Mortgage and credit card enquiries accelerate in Q3 while demand for personal loans eases

|

Veda Quarterly Business Credit Demand Index: September 2013

Mortgage and credit card enquiries accelerate in Q3 while demand for personal loans eases

  • Overall consumer credit demand rises 7.4% year on year
  • Mortgage enquiries up 9.7% year on year
  • Personal loan enquiries up 2% year on year
  • Credit card enquiries up 13.7% year on year

Download Infographic

Sydney, 24 October, 2013:  Veda, Asia-Pacific's leading provider of consumer and commercial data intelligence and insights today released the results of its consumer credit demand index for the third calendar quarter of 2013.  The index, which measures the change in consumer credit demand for the September quarter compared to the same period in 2012, showed that overall demand increased by 7.4% over the past year, up from 5.4% in the June quarter and the strongest quarterly result since 2006.
Overall mortgage enquiries increased to 9.7% in the September quarter, up from 7.9% in the June quarter, which at that time was the largest increase since June 2010.  The trend in the housing market continues upwards, with record low interest rates and improved consumer confidence providing impetus. Growth in mortgage enquiries has proven to be a six to nine month lead indicator of housing turnover and price growth. 
However, growth in mortgage enquires were not uniform across all states.  The most significant growth was in NSW (+14.4%) and SA (+11.6).  Growth in WA (+10.1%) also remained strong, however growth has slowed from being up 15% in the June quarter. Elsewhere, enquiries in VIC (+8.4%) have picked up strongly, while enquiries growth is less strong, but remains positive in QLD (+4.7%), TAS (+3.1%), ACT (+2.4%), NT (+0.7%).
“With the results in the September quarter we have now seen eight consecutive months of mortgage demand growth, with the rate of growth increasing across 2013,” said Angus Luffman, General Manager of Consumer Risk at Veda.
“During the last 18 months we have also seen a continuing trend of a greater proportion of enquiries from the 45+ age bracket. This tends to support other commentary and data indicating that the growth in housing market activity is being driven by increased housing market participation by investors rather than owner-occupiers. ”
The Veda Consumer Credit Demand Index personal loan and credit card data has also historically provided an early indication of movements in consumer spending and retail sales.  For personal loan enquiries annual growth eased nationally from 7.7% to 2.0% in the September quarter.  Weakness in personal loan enquiries has been particularly apparent in QLD (+0.2%), and TAS (+0.3%), with WA (+1.1%), VIC (+3.3%), NSW (+1.9%) and the ACT (+2.7%) also relatively weak.  In contrast, growth was stronger in SA (+5.6%), and the NT (+12.8%).
“In terms of consumer credit, personal loan enquiries continue to slow after a number of quarters of very strong growth.

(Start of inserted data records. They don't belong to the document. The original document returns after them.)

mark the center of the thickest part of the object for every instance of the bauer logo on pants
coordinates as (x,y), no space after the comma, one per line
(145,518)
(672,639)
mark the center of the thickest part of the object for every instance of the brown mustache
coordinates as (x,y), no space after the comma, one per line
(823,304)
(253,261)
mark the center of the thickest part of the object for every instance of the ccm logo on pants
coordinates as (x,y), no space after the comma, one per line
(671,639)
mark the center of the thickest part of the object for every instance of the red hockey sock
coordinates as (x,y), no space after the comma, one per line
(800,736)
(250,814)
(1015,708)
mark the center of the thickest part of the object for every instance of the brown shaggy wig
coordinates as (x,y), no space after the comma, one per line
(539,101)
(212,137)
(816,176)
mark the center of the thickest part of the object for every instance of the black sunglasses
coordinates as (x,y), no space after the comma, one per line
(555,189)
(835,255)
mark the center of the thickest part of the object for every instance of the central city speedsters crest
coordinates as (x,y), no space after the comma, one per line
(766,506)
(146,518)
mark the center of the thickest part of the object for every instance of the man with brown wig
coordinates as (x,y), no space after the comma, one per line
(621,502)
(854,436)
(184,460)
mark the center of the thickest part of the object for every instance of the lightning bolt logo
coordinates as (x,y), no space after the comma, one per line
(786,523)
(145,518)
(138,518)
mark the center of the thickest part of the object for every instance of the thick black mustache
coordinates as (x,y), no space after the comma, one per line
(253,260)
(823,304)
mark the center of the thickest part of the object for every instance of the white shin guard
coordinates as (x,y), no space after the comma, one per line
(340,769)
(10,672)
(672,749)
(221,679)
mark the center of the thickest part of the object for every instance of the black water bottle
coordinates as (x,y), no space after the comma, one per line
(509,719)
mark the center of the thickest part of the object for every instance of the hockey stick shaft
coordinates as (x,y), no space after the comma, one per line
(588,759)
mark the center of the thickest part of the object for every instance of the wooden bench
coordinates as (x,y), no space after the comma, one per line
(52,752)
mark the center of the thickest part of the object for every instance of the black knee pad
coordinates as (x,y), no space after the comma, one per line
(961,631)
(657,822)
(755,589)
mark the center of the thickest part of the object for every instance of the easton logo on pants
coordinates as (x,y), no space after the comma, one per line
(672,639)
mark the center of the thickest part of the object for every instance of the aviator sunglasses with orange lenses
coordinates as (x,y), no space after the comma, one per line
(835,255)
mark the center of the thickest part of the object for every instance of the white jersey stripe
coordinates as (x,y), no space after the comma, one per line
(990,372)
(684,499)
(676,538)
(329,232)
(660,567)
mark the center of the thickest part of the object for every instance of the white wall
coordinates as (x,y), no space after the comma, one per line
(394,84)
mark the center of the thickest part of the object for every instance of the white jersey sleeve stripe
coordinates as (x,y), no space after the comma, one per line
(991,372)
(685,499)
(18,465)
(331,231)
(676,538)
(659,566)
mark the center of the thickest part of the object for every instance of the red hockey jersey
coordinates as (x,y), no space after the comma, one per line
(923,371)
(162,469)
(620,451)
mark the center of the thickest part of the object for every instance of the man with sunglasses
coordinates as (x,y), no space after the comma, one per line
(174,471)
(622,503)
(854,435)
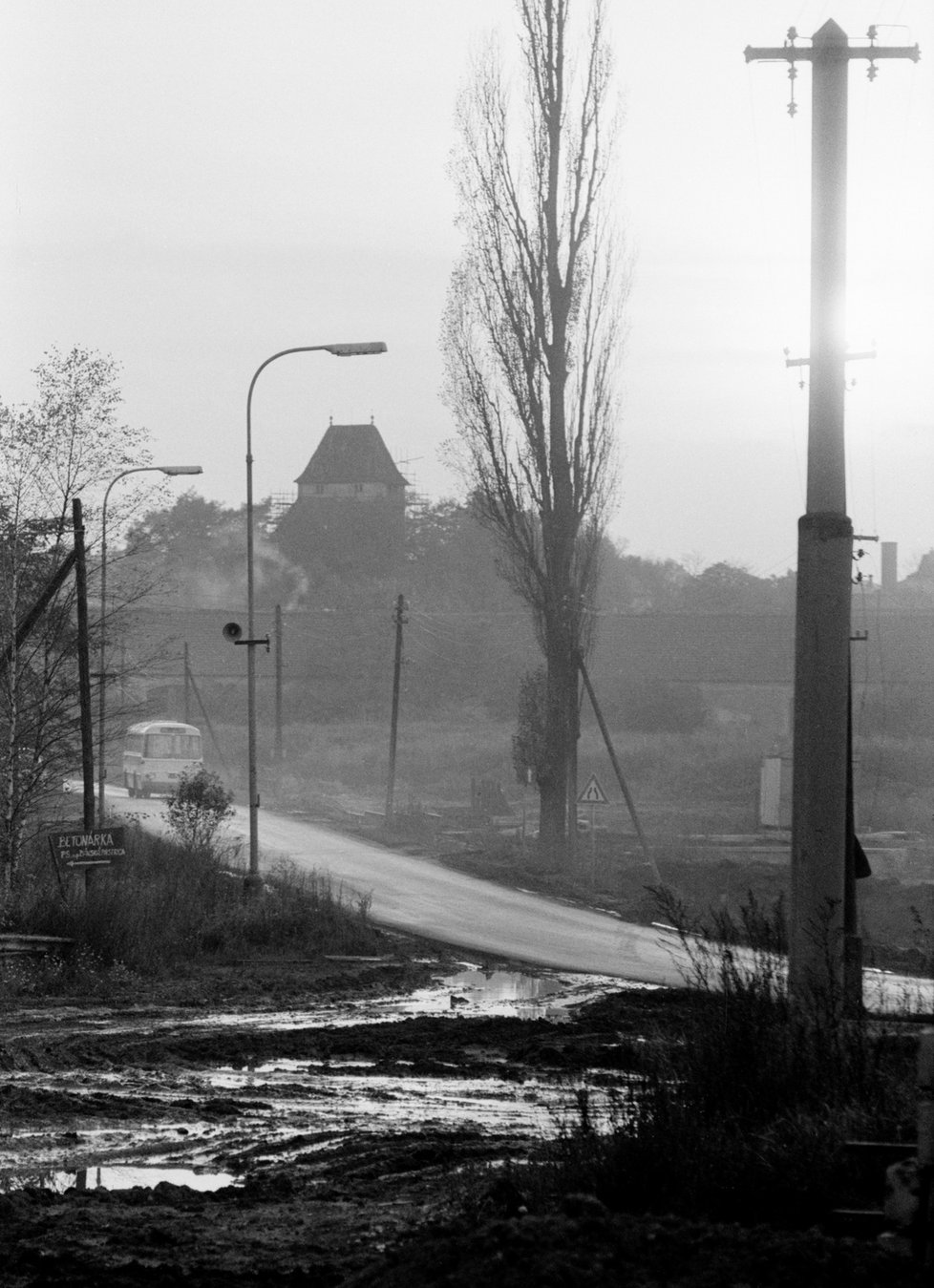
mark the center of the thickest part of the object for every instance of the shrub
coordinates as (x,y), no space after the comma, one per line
(744,1110)
(198,808)
(170,906)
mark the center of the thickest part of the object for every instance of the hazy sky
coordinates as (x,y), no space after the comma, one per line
(194,184)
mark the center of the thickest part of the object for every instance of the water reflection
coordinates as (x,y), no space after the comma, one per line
(117,1179)
(499,992)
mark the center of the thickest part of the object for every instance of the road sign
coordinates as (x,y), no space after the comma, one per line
(593,793)
(80,849)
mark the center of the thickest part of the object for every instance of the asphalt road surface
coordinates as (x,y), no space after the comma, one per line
(428,899)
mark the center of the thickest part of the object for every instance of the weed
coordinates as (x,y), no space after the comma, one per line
(168,904)
(742,1111)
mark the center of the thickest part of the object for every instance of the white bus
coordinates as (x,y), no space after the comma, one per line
(156,753)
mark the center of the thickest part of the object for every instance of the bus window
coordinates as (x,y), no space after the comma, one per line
(156,755)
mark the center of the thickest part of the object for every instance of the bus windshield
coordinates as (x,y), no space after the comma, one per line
(173,746)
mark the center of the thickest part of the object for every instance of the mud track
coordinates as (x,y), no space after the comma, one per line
(324,1133)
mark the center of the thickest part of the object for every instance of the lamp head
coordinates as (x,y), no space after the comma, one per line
(355,350)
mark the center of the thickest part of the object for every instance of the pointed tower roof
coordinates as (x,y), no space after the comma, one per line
(351,454)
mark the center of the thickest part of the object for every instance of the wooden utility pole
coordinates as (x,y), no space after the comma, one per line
(399,619)
(84,667)
(825,953)
(277,751)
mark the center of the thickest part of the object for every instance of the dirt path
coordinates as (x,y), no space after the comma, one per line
(308,1139)
(362,1126)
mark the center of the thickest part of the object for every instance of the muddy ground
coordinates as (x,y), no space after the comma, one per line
(364,1124)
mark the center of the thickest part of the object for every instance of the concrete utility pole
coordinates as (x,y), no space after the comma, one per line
(399,619)
(825,952)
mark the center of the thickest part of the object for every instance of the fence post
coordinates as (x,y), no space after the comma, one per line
(923,1229)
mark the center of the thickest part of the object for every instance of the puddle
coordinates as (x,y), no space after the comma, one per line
(117,1179)
(240,1118)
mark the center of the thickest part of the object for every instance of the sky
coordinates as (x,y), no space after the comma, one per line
(192,185)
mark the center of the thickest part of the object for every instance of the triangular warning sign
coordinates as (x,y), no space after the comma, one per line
(593,793)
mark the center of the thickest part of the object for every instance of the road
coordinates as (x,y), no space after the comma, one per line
(428,899)
(423,897)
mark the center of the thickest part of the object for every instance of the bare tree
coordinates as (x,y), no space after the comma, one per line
(531,338)
(69,441)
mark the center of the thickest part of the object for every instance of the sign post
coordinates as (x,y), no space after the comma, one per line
(81,851)
(593,795)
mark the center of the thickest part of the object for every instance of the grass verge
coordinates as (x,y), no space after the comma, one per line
(742,1104)
(169,907)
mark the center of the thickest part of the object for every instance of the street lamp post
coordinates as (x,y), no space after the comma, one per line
(253,882)
(102,693)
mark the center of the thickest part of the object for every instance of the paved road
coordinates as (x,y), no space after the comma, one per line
(423,897)
(428,899)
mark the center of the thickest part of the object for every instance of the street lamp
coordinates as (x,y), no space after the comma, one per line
(253,882)
(102,696)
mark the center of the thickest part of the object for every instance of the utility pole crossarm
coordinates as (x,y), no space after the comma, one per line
(807,54)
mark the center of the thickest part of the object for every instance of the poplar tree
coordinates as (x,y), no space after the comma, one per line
(531,340)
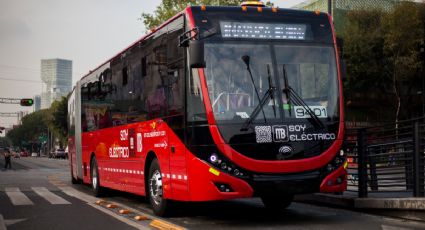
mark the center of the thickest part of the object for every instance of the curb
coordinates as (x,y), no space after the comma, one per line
(402,208)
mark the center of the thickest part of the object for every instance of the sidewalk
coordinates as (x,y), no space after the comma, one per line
(412,208)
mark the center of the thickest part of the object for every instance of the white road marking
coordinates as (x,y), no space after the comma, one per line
(17,197)
(91,200)
(49,196)
(386,227)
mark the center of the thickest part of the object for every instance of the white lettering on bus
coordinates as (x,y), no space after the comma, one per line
(312,137)
(154,134)
(119,152)
(124,134)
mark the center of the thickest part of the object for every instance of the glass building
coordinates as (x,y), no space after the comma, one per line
(339,8)
(37,103)
(56,75)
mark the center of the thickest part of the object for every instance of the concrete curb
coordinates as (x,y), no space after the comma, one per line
(403,208)
(410,204)
(417,204)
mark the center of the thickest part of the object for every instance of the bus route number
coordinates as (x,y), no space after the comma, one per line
(301,112)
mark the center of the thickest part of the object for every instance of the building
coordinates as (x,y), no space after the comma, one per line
(339,8)
(56,75)
(37,103)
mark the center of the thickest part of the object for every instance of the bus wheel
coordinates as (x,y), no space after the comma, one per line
(156,199)
(95,181)
(73,180)
(276,202)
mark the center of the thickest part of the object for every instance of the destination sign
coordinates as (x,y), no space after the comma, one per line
(263,30)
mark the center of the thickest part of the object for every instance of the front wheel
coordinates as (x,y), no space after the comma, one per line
(276,202)
(95,180)
(155,190)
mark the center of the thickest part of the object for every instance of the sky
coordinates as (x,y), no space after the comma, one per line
(88,32)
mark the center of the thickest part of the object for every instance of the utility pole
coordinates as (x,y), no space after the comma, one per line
(330,7)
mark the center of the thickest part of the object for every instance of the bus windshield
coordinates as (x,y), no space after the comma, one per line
(310,71)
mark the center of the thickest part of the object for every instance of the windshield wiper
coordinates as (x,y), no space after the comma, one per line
(261,102)
(314,119)
(271,89)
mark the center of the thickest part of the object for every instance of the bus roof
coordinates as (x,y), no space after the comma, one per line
(230,9)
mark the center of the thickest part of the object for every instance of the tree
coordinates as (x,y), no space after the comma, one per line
(32,127)
(57,120)
(363,53)
(168,8)
(404,28)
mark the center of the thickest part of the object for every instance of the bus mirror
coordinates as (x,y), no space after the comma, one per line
(196,54)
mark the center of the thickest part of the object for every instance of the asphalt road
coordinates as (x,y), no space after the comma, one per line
(37,194)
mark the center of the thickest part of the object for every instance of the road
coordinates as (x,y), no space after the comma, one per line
(37,194)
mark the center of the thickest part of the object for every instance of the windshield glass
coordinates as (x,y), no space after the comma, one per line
(310,71)
(234,94)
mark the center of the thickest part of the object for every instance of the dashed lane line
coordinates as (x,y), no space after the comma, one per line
(121,212)
(17,197)
(49,196)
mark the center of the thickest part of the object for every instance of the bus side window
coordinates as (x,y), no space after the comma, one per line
(175,69)
(154,81)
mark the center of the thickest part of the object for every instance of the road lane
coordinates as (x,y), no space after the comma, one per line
(235,214)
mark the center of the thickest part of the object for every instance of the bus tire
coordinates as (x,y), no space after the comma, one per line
(95,180)
(277,202)
(155,190)
(73,180)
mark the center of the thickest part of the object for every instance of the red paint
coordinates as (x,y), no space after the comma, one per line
(329,183)
(192,180)
(289,166)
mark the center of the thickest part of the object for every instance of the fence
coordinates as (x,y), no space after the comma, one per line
(388,159)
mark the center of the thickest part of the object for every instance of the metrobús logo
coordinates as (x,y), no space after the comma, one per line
(292,133)
(120,151)
(280,133)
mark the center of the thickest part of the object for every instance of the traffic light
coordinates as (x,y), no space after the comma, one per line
(27,102)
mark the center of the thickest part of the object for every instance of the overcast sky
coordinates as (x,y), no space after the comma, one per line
(88,32)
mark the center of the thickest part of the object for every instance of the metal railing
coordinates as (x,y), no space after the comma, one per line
(387,159)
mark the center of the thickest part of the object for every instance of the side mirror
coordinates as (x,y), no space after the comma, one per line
(343,68)
(196,54)
(340,46)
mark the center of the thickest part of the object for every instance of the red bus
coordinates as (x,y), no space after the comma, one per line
(216,103)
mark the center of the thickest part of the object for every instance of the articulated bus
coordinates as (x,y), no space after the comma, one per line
(216,103)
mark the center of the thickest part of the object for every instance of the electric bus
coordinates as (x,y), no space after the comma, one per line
(216,103)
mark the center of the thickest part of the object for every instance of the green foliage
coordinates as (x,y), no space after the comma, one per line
(168,8)
(364,43)
(5,142)
(383,63)
(57,119)
(33,125)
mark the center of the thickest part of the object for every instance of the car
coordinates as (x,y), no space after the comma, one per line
(16,154)
(24,153)
(60,153)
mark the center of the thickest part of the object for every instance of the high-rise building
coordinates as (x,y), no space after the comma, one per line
(37,103)
(56,75)
(339,8)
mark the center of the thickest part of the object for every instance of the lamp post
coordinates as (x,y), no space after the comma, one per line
(330,7)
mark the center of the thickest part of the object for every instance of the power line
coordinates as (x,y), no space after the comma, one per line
(20,80)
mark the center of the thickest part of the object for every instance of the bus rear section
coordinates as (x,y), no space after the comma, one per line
(217,103)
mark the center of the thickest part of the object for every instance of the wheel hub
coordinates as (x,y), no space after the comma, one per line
(155,187)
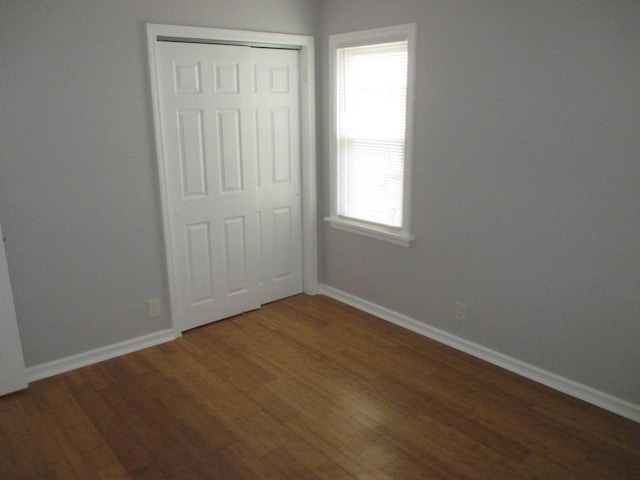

It also appeared there was a slow-down in car loan enquiries in the weeks around the Federal election in September,” said Luffman. 
“Credit card enquiries, however, jumped 13.7% compared to the previous year and the trend towards unsecured credit being taken as personal loans rather than on credit cards was reversed in the September quarter with credit card enquiry growth over six times that of personal loans.”
Credit card enquiries picked up strongly in the September quarter.  Nationally, annual growth in credit card enquiries accelerated from 2.9% in the June quarter to 13.7% in the September quarter.  Very strong annual growth in credit card enquiries of over 25% was recorded in SA (+25.2%) and the ACT (+27.7%).   However, strength was seen across all states in the September quarter:  NSW (+15.7%), VIC (+9.7%), QLD (+11.5%), WA (+12.7%), TAS (+8.4%), and the NT (+14.4%).
“The September quarter is seasonally a low demand quarter as consumers pay down balances ahead of taking on additional credit in the months before Christmas.”
 “The September quarter 2013 results were driven in part by some discrete marketing campaign activity by lenders but regardless were unseasonably strong. A weaker than usual 2012 September quarter also contributed to the year on year result,” said Luffman.